Mohsen Fashandi grew up in Tehran, where his family of five lived in a small single room without electricity. They didn't own a refrigerator until he was 15, and a TV came when he was 18. As a little boy, being rich "meant having a full stomach," a temporary bliss he never took for granted. His father was a cobbler who eked out a meager income, and his mother contributed by sewing clothes during a time when it was unusual for Iranian women to work. It was his mother's dream to be a homeowner, and when the family finally bought a house, she sold some of her wedding jewelry in order to afford it. But the home created an "immense financial burden," and the family rented space to seven tenants to make ends
meet. Despite all these hardships, Mohsen's stories are remarkably cheerful, movingly told by his sister, author Fashandi.
He was an especially resourceful boy-he taught himself how to become an electrician and later left for the United States to study electrical engineering after failing the Iranian college entrance exams twice. He endured terrible tragedies, including the sudden death of his first love, Banu, when she was only a little girl, heartbreakingly conveyed by the author:
"My heart dropped inside my chest. I couldn't understand what was wrong, but I knew from Banu's unmoving form that something terrible must have happened. Her lips were blue, and her long black hair hung off her limp neck in thick, wet strands."
The 26 stories cover Mohsen's life from 6 to 23 and sensitively chart the maturation of an increasingly confident young man. Fashandi's love for and fascination with her brother radiate from every page-this is as much an endearing homage as it is a historical remembrance. At the very beginning of the book, she calls her brother an "interesting, jovial, yet hardworking man," and this is precisely what her affecting portrait communicates in a series of expertly crafted vignettes.
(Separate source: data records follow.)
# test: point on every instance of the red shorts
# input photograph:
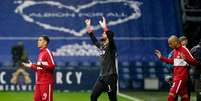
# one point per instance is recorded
(43, 92)
(179, 87)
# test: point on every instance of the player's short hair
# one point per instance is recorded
(46, 38)
(182, 38)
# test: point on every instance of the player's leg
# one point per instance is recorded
(97, 90)
(184, 91)
(174, 90)
(112, 88)
(37, 96)
(46, 92)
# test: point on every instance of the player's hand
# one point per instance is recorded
(158, 53)
(27, 64)
(103, 24)
(88, 25)
(182, 56)
(88, 22)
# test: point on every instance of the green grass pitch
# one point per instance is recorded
(84, 96)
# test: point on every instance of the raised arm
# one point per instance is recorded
(91, 34)
(164, 59)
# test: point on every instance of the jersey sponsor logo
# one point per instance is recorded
(44, 97)
(180, 62)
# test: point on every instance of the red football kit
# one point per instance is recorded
(44, 76)
(180, 72)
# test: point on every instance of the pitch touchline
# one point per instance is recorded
(129, 97)
(84, 38)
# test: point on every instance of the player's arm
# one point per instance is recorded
(163, 58)
(186, 55)
(91, 34)
(30, 65)
(49, 64)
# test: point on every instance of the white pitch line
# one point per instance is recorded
(129, 97)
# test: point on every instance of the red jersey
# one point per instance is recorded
(180, 66)
(45, 67)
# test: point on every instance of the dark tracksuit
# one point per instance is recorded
(107, 80)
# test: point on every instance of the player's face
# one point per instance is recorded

Moreover, the author vividly depicts the onerous weight of poverty and the feelings of vulnerability it engenders. On rare occasions, the author shows Mohsen in despair, wondering sadly about the cruelty of life. Here, he expresses his sense of both anguish and indignation over the death of his younger brother, Majeed, who died when he was 9 months old: "I thought of those elderly woman who said that he was a special boy, and children with a cowlick like his would be returned to God soon. This had made me so angry. I couldn't understand why God would bother to give Majeed to us if He was planning on taking him back in such a short time. Did God like to see us suffer?" This is an uncommonly moving
reminiscence, uplifting and melancholy by turns.
A thoughtful, tender series of youthful recollections.